Add KML Layer

Add KML Layer (Google KML Data)

KML and KMZ files (Keyhole Markup Language) are stored in an XML notation designed for visualizing and annotating geographic information.

KML is a "flat text" format which can be read and edited with an ordinary text editor. KMZ is a compressed version of the KML to save disk space and transfer time. In our exercise, we will prefer the KML format, which we can view and manipulate as needed.

The KML technology was purchased by Google in 2004, and became the main format used by the Google Earth application. Since KML files can be created using the free (and relatively easy to use) Google Earth software, it has become quite popular.

However, there are some particular aspects of the KML notation that make it less than optimal for data entry, especially for the annotation of spatial features (aka "placemarks") with attributes, as we expect to do in GIS.
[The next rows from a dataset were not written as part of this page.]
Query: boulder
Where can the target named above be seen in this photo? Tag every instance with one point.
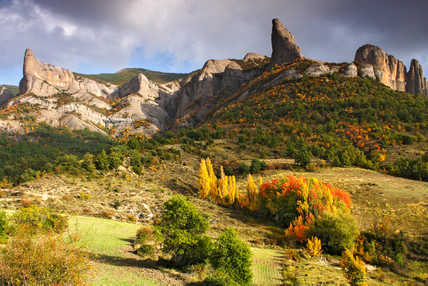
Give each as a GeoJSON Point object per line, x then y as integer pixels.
{"type": "Point", "coordinates": [351, 70]}
{"type": "Point", "coordinates": [5, 94]}
{"type": "Point", "coordinates": [386, 68]}
{"type": "Point", "coordinates": [284, 46]}
{"type": "Point", "coordinates": [253, 57]}
{"type": "Point", "coordinates": [317, 69]}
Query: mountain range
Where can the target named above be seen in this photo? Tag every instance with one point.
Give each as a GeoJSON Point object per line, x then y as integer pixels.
{"type": "Point", "coordinates": [139, 101]}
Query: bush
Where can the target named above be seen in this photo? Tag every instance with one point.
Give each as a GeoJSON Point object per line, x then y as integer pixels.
{"type": "Point", "coordinates": [337, 232]}
{"type": "Point", "coordinates": [243, 169]}
{"type": "Point", "coordinates": [35, 220]}
{"type": "Point", "coordinates": [257, 166]}
{"type": "Point", "coordinates": [233, 257]}
{"type": "Point", "coordinates": [46, 260]}
{"type": "Point", "coordinates": [88, 163]}
{"type": "Point", "coordinates": [303, 158]}
{"type": "Point", "coordinates": [412, 169]}
{"type": "Point", "coordinates": [218, 279]}
{"type": "Point", "coordinates": [143, 242]}
{"type": "Point", "coordinates": [4, 227]}
{"type": "Point", "coordinates": [354, 269]}
{"type": "Point", "coordinates": [382, 245]}
{"type": "Point", "coordinates": [314, 247]}
{"type": "Point", "coordinates": [182, 229]}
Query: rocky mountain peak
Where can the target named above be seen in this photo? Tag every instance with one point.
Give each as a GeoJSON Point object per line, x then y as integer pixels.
{"type": "Point", "coordinates": [284, 46]}
{"type": "Point", "coordinates": [376, 63]}
{"type": "Point", "coordinates": [45, 80]}
{"type": "Point", "coordinates": [416, 82]}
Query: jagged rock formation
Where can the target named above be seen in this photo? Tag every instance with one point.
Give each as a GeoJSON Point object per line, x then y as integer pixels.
{"type": "Point", "coordinates": [59, 97]}
{"type": "Point", "coordinates": [200, 93]}
{"type": "Point", "coordinates": [62, 98]}
{"type": "Point", "coordinates": [284, 46]}
{"type": "Point", "coordinates": [45, 80]}
{"type": "Point", "coordinates": [351, 70]}
{"type": "Point", "coordinates": [254, 57]}
{"type": "Point", "coordinates": [375, 63]}
{"type": "Point", "coordinates": [5, 95]}
{"type": "Point", "coordinates": [416, 82]}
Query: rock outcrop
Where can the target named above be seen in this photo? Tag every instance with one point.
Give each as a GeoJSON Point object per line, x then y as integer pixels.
{"type": "Point", "coordinates": [45, 80]}
{"type": "Point", "coordinates": [375, 63]}
{"type": "Point", "coordinates": [200, 93]}
{"type": "Point", "coordinates": [416, 82]}
{"type": "Point", "coordinates": [284, 46]}
{"type": "Point", "coordinates": [5, 95]}
{"type": "Point", "coordinates": [351, 70]}
{"type": "Point", "coordinates": [253, 57]}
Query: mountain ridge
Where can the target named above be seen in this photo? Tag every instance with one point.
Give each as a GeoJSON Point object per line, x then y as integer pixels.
{"type": "Point", "coordinates": [140, 101]}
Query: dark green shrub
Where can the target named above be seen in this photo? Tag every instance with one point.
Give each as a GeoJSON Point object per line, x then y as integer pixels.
{"type": "Point", "coordinates": [102, 161]}
{"type": "Point", "coordinates": [353, 268]}
{"type": "Point", "coordinates": [88, 163]}
{"type": "Point", "coordinates": [232, 256]}
{"type": "Point", "coordinates": [303, 158]}
{"type": "Point", "coordinates": [412, 169]}
{"type": "Point", "coordinates": [218, 279]}
{"type": "Point", "coordinates": [337, 232]}
{"type": "Point", "coordinates": [182, 230]}
{"type": "Point", "coordinates": [257, 166]}
{"type": "Point", "coordinates": [35, 220]}
{"type": "Point", "coordinates": [115, 159]}
{"type": "Point", "coordinates": [69, 163]}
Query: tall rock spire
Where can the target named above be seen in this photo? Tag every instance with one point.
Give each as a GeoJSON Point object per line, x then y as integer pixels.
{"type": "Point", "coordinates": [416, 82]}
{"type": "Point", "coordinates": [387, 69]}
{"type": "Point", "coordinates": [284, 46]}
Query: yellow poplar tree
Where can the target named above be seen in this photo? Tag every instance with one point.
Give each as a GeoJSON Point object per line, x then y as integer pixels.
{"type": "Point", "coordinates": [204, 180]}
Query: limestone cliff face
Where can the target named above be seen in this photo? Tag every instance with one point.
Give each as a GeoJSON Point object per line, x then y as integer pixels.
{"type": "Point", "coordinates": [416, 82]}
{"type": "Point", "coordinates": [284, 46]}
{"type": "Point", "coordinates": [45, 80]}
{"type": "Point", "coordinates": [199, 94]}
{"type": "Point", "coordinates": [65, 99]}
{"type": "Point", "coordinates": [375, 63]}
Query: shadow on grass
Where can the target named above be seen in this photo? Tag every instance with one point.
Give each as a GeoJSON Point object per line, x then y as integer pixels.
{"type": "Point", "coordinates": [160, 265]}
{"type": "Point", "coordinates": [127, 261]}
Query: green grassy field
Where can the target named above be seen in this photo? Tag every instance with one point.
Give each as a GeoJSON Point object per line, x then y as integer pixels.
{"type": "Point", "coordinates": [109, 245]}
{"type": "Point", "coordinates": [108, 242]}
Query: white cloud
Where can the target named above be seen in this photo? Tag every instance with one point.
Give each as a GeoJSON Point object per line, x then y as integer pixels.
{"type": "Point", "coordinates": [103, 34]}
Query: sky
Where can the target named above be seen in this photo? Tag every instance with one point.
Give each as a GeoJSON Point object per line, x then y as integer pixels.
{"type": "Point", "coordinates": [97, 36]}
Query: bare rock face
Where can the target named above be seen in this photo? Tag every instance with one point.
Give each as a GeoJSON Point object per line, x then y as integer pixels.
{"type": "Point", "coordinates": [386, 68]}
{"type": "Point", "coordinates": [351, 70]}
{"type": "Point", "coordinates": [5, 95]}
{"type": "Point", "coordinates": [253, 57]}
{"type": "Point", "coordinates": [416, 82]}
{"type": "Point", "coordinates": [284, 46]}
{"type": "Point", "coordinates": [45, 80]}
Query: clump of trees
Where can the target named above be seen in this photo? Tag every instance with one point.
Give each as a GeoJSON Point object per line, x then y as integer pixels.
{"type": "Point", "coordinates": [37, 252]}
{"type": "Point", "coordinates": [181, 231]}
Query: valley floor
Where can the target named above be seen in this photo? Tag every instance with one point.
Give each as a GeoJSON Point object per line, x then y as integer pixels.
{"type": "Point", "coordinates": [123, 196]}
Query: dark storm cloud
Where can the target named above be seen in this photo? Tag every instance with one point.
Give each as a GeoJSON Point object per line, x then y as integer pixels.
{"type": "Point", "coordinates": [107, 32]}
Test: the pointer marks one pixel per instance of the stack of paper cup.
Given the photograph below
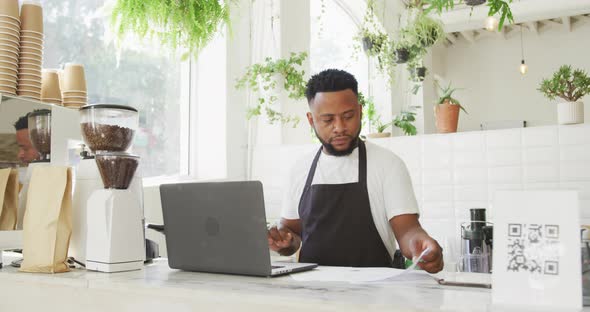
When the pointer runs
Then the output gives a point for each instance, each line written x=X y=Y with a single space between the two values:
x=31 y=50
x=74 y=94
x=9 y=45
x=50 y=90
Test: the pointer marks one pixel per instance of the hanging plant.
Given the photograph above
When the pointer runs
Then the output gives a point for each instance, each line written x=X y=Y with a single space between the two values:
x=262 y=78
x=501 y=7
x=179 y=24
x=474 y=2
x=425 y=30
x=376 y=42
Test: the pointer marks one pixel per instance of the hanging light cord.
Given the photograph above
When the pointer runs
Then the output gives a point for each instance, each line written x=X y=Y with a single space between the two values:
x=521 y=44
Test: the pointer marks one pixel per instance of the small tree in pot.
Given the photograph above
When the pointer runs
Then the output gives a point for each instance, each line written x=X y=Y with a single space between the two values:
x=446 y=110
x=570 y=85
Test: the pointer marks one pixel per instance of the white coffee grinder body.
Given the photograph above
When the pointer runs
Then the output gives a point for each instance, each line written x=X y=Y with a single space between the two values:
x=115 y=239
x=87 y=182
x=115 y=231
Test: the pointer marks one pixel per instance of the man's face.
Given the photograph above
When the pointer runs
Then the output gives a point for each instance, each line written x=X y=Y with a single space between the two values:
x=26 y=152
x=336 y=120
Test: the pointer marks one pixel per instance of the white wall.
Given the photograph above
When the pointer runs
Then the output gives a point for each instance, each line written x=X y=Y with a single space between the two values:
x=494 y=88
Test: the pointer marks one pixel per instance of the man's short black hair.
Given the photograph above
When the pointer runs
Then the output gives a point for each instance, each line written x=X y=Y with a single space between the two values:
x=330 y=80
x=22 y=123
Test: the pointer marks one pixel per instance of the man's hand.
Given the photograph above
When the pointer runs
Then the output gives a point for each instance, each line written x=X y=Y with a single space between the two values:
x=432 y=262
x=413 y=240
x=279 y=239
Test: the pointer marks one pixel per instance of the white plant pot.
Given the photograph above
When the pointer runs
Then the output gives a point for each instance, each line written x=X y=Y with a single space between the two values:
x=378 y=135
x=570 y=113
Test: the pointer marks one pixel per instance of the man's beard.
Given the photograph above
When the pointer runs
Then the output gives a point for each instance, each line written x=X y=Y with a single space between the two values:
x=332 y=151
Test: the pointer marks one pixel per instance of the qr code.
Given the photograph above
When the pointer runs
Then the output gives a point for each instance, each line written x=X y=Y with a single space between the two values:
x=533 y=248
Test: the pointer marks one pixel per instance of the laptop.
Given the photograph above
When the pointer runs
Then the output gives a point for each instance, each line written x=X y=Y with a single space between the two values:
x=219 y=227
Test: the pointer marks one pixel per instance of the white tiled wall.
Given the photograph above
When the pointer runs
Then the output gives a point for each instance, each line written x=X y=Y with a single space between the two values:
x=454 y=172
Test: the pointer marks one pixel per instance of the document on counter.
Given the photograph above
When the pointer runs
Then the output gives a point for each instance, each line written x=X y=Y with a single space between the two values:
x=361 y=275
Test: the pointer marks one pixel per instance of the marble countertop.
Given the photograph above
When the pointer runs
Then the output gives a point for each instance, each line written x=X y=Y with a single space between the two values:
x=159 y=288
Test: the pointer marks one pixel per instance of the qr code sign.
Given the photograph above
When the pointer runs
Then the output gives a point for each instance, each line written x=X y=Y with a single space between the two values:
x=533 y=248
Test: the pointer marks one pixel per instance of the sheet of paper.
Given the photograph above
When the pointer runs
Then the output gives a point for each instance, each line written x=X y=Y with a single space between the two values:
x=360 y=275
x=537 y=249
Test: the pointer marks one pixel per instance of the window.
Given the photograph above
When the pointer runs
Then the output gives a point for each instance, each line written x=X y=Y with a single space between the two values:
x=144 y=77
x=332 y=46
In this module we will demonstrate the basic use of KML in QGIS and a few tricks that will make it possible to store attributes (in a separate spreadsheet) and join them to the correct spatial features.

A quick search for KML of Egypt found some layers of Egyptian Pyramids.   Opening the KML file with GOOGLE EARTH shows the typical placemark symbols (pushpins) scattered along the Nile River

Clicking on one of the placemarks brings up the "Name" and "Description" associated with that spatial feature.   For example, the placemark for Pyramid of Djoser, has a snippet of the Wikipedia entry.

This looks fine, and works perfectly in the context of Google Earth, but if you right-click on the Pyramid of Djoser feature in the Places list, and go to Properties, you will see the actual code that is stored in the two FIELDS
1.  Name "Pyramid of Djoser"
2.  Description  [all the embedded HTML from the Wikipedia page]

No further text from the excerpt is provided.